At what point does an adversarial society self-destruct?

SF and Future Business

The other day, as I was considering the origins of war, some observations came to me. When I thought over history and what I know, I realized — again — that most wars have economic origins, regardless of their widely identified or proximate causes. Helen didn’t have the face that launched a thousand ships, regardless of what Homer sang and others later inscribed. The Mycenaeans were after the lucrative Black Sea and Asia Minor trade dominated by Troy.

But that led to a second observation — that very little science fiction or fantasy actually deals with the hand-maiden of economics, that is, business itself, or even delves into the business rationales that explain why so many business tycoons cultivate political connections. Charles Stross’s The Clan Corporate deals with alternate world mafia-style types who mix special abilities, alternate worlds, murder and mayhem with business, and more than a few books cast corporate types as various types of villains. While I know I haven’t read everything out there, it does seem that books that deal with business itself are rare. One of the classics is Pohl and Kornbuth’s The Space Merchants, and two of my own books — Flash and The Octagonal Raven — deal heavily with business, but I can’t recall any others offhand.

Considering just how involved businesses have been in the disasters and wars of the nineteenth, twentieth and twenty-first centuries, it’s rather amusing that so few SF authors have taken on the challenge of dealing with business directly. Is it so impossible? Or is business just dull? Let’s see. One of the strongest factors in contributing to the Civil War wasn’t slavery, but the desire of indebted southern planters to repudiate their debts to New York bankers. Because of the influence of U.S. business types in Hawaii, a U.S. warship in Honolulu effectively supported the pseudo-revolution that overthrew the independent Hawaiian monarchy and turned Hawaii into a U.S. territory. The need for a shorter route for U.S. shipping prompted the U.S. to foment and encourage, and then support militarily, an independent Panama… and made U.S. construction and domination of the Panama Canal possible.

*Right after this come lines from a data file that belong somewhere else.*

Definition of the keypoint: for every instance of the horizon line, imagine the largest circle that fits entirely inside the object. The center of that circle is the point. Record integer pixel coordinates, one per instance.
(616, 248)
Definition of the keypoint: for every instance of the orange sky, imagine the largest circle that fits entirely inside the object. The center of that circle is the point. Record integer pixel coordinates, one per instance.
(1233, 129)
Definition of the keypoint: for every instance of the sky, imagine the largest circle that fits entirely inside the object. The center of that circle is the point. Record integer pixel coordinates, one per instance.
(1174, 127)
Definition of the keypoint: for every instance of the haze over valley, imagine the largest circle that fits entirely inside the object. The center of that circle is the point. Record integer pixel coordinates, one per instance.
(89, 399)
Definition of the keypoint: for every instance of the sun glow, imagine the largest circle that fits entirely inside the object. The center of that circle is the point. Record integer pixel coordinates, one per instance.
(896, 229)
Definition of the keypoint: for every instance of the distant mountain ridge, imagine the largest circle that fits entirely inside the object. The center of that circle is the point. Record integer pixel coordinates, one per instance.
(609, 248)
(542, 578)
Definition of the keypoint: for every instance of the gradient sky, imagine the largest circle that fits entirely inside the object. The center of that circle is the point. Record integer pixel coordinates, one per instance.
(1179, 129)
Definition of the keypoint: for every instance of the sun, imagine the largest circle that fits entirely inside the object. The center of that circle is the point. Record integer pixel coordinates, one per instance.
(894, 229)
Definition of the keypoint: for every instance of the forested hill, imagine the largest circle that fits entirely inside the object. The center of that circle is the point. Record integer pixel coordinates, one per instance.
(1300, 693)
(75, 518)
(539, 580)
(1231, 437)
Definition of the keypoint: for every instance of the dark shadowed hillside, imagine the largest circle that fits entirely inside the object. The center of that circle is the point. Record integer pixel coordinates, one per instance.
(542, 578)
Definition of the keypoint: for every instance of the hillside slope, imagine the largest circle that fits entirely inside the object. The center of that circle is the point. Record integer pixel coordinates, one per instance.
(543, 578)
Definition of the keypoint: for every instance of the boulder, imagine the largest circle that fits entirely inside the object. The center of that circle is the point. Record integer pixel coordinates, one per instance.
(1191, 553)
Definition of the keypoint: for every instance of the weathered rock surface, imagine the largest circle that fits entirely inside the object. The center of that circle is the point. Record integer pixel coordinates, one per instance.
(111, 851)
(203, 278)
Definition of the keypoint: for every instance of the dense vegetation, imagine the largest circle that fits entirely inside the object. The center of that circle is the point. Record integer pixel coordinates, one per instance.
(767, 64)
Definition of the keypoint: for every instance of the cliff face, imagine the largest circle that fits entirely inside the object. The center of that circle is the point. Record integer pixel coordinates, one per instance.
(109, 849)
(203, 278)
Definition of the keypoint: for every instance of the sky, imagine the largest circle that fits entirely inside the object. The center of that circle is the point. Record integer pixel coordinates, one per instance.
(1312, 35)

Most of the industrialized world collaborated to put down the Boxer Revolt in China because they didn’t want existing trade agreements — and profits, including those from the opium trade — destroyed. Japan effectively started its part of WWII in order to gain resources for Japanese business, and Hitler was successful not just because of popular support, but because his acts restored German business. And, of course, despite knowledge of what was going on in Germany, during the early part of WWII, a number of U.S. companies were still in communications with their German counterparts and subsidiaries. More than a few industrial firms in the U.S. were opposed to an early pullout in Vietnam, and interestingly enough, the Texas-based firms prospered greatly, especially after Kennedy’s assassination. Now we have a war in Iraq, which occurred as oil demand continued to grow in the U.S. and after Iraq had given indications that it wanted to base its oil sales on the euro and not on the dollar. And those examples are barely the tip of the iceberg.

So… is business really that dull? We have expose after expose about what happens, and each year it seems to get more sordid… yet comparatively few authors seem to want to extrapolate into the future. Or is that just because none of them feel that they could possibly imagine anything wilder and more corrupt than what has already happened?